Centered versus noncentered source for intracoronary artery radiation therapy: a model based on the Scripps Trial.

BACKGROUND: The Scripps Trial was a randomized study of intracoronary artery radiation therapy with iridium 192 used to treat restenotic vessels. We used the intravascular ultrasound data from the Scripps Trial to investigate whether a lumen-centered gamma or beta radiation source would reduce radiation dose heterogeneity compared with the noncentered source position used. METHODS: Analysis included 28 patients with stent placement in 20 native vessels and 8 saphenous vein grafts enrolled in this trial. Radiation dosimetry for gamma radiation was calculated to deliver 800 cGy to the far field target, provided the maximum dose to the near field target did not exceed 3000 cGy. Prescribed dosimetry for beta radiation by use of yttrium 90 was 1600 cGy at 2 mm distance from the source. RESULTS: The calculated average minimum source to target distance by use of a lumen-centered source increased by 0.18 mm from 1.70 +/- 0.25 to 1.88 +/- 0.36 mm, whereas the maximum distance decreased by 0.17 mm from 3.64 +/- 0.60 to 3.47 +/- 0.43 mm (P <.05).

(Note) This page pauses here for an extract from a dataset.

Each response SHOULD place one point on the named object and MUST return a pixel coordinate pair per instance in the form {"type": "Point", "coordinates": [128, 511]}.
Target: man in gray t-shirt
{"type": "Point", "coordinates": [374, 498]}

On the basis of these distances, the maximum radiation dose, as well as radiation dose heterogeneity (ratio of maximum to minimum), would have been reduced in 22 of 28 patients by use of a lumen-centered gamma or beta source (P <.005). The reduction in dose heterogeneity was substantially greater with a beta source compared with a gamma source (48% vs 16% reduction). CONCLUSIONS: Centering of the intracoronary artery radiation therapy delivery catheter within the vessel lumen can significantly reduce radiation dose heterogeneity when compared with a noncentered source position. This dose reduction is substantially greater for a beta compared with a gamma source.